CVE-2026-0047 is a missing permission check in dumpBitmapsProto inside Android's ActivityManagerService. In plain English: a locally running app may be able to ask the framework for bitmap-related data it should not get, leading to access to private information without prompting the user. Public records reviewed tie the affected population to Android 16-qpr2, with NVD enrichment specifically listing qpr2_beta_1 through qpr2_beta_3 CPEs and CVE.org listing the affected version as 16-qpr2.

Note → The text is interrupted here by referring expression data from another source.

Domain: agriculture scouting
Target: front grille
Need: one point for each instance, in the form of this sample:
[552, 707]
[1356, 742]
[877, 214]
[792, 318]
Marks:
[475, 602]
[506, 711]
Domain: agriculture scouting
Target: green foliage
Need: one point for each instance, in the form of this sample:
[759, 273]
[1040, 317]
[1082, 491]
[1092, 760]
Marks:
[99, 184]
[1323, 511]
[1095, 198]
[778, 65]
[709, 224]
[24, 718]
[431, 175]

Google's bulletin labels the issue Critical in the Framework section, and the CVSS vector in NVD/CISA-ADP is 8.4 / High, but both overstate enterprise urgency for most fleets. This is local-only, requires the attacker to already land a malicious app on the handset, appears limited to a narrow Android branch, has no KEV listing, and carries a near-floor EPSS. For a 10,000-device program, that is a containment problem on a subset of endpoints, not a fleet-wide emergency.

Why this verdict

• Down from vendor baseline: local-only means post-delivery. AV:L with PR:N still requires attacker code running on the handset, which in enterprise reality means you already lost app-control on that endpoint.
• Down again: affected population looks narrow. CVE.org says 16-qpr2, and NVD enrichment points specifically to qpr2_beta_1/2/3, which is a much smaller slice than 'Android' writ large.
• Down again: blast radius is one device at a time. There is no network reachability, no wormability, and no obvious tenant- or fleet-wide pivot from the flaw alone.
• Down again: threat telemetry is cold. No KEV, no public exploitation evidence, and an EPSS near zero all argue against emergency handling.
• Still not LOW: the bypass is real and permissionless once the app is present. An unprivileged app should not be able to reach private framework dump output, and no user click is needed after installation.

Why not higher?

This does not give unauthenticated remote access, and it does not help an attacker get onto the phone in the first place. The need for a malicious app plus the likely narrow 16-qpr2 exposure slice compounds the friction enough that an enterprise should not treat this like a critical patch-now event.

Why not lower?

I am not putting this in LOW because the vulnerable boundary is a framework permission check, and exploitation from an installed app appears to require no extra privileges and no user interaction. If you do have affected devices and looser app-governance, the bug can still expose sensitive on-device data in a way defenders should not ignore.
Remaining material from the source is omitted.